Shannon likes not hearing his name in pregame introductions. He would rather do what he does for the Seminoles.
"I have really gotten into that sixth man role," Shannon said. "I like bringing that spark, that energy the team needs once the game gets going. And on this team it's not like there's a big drop-off to the second group."
After Saint Joseph's got within 63-60, Shannon scored six straight points, two on a goaltending down low, two on a long layup after a missed 3 by the Hawks and on a vicious rebound dunk with 2:14 left that made it 69-61.
"Terrance will always play starters minutes," Seminoles coach Leonard Hamilton said. "He loves bringing energy off the bench. He was afraid that I was going to start him and he came to me and said he wants to be the spark. He likes to watch the first 5 minutes of the game and see what we need from and other guys as well."
Okaro White added 16 points for the Seminoles (3-1) while tournament MVP Michael Snaer had 14. Shannon had six points as Florida State closed the game on a 10-6 run after the Hawks (2-1) had closed within 63-60 with 4:47 to play.
Snaer, the only senior to play in the rotation, said this young team - five freshmen and one sophomore in the rotation - said this team has figured out some important things way before last season's veteran team did.
"We need guys who are going to make that extra pass. We need guys to feed off each other," said Snaer, the MVP of last season's Atlantic Coast Conference tournament when the Seminoles won their first conference title. "These guys are still learning all that, but they have learned so much and they are just going out to play and win."
Ronald Roberts had his second double-double in as many days for the Hawks, finishing with 15 points and 11 rebounds.
Carl Jones, making his first appearance of the season after serving a three-game suspension for a ''violation of the University community standards,'' finished with 13 points. The Hawks' leading scorer the past two seasons had half of their four 3-pointers as they struggled from beyond the arc.
"Let's call it the way it is," Hawks coach Phil Martelli said. "He stood around too much and then instead of being hard to guard he was easy to guard. He wasn't playing four games tonight, he was playing one and it was a loss."
The Seminoles, who beat BYU 88-70 in the semifinals, shot 54.5 percent from the field (30 of 55) and they made six of their 13 3-point attempts.
The Hawks, who advanced by beating No. 20 Notre Dame 79-70 in overtime, were 1 for 11 from 3-point range in the second half and finished 4 for 21 overall (19.0 percent).
Down the stretch Saint Joseph's four 3-point attempts in as many possessions, a streak ended by Jones' 3 with 4:47 left that brought the Hawks within 63-60.
The Hawks finished with a 35-29 rebound advantage, including 15-7 on the offensive end which they converted into 18 points but the Seminoles dominated inside overall, finishing with a 44-30 scoring advantage in the paint.

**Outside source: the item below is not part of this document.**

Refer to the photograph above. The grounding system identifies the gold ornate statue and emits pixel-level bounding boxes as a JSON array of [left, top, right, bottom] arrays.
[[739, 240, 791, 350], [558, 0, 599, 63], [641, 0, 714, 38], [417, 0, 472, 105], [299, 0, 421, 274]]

The Hawks also hurt themselves at the free throw line going 16 of 26 while the Seminoles were 7 of 10.
"People are asking 'Were we tired playing a second straight night?' Martelli said. "I don't believe that. I don't accept that. You are supposed to empty your tank. We didn't do that tonight. There was no pop, no sizzle. We'll be back at practice soon."
Notre Dame beat BYU 78-68 in the third-place game.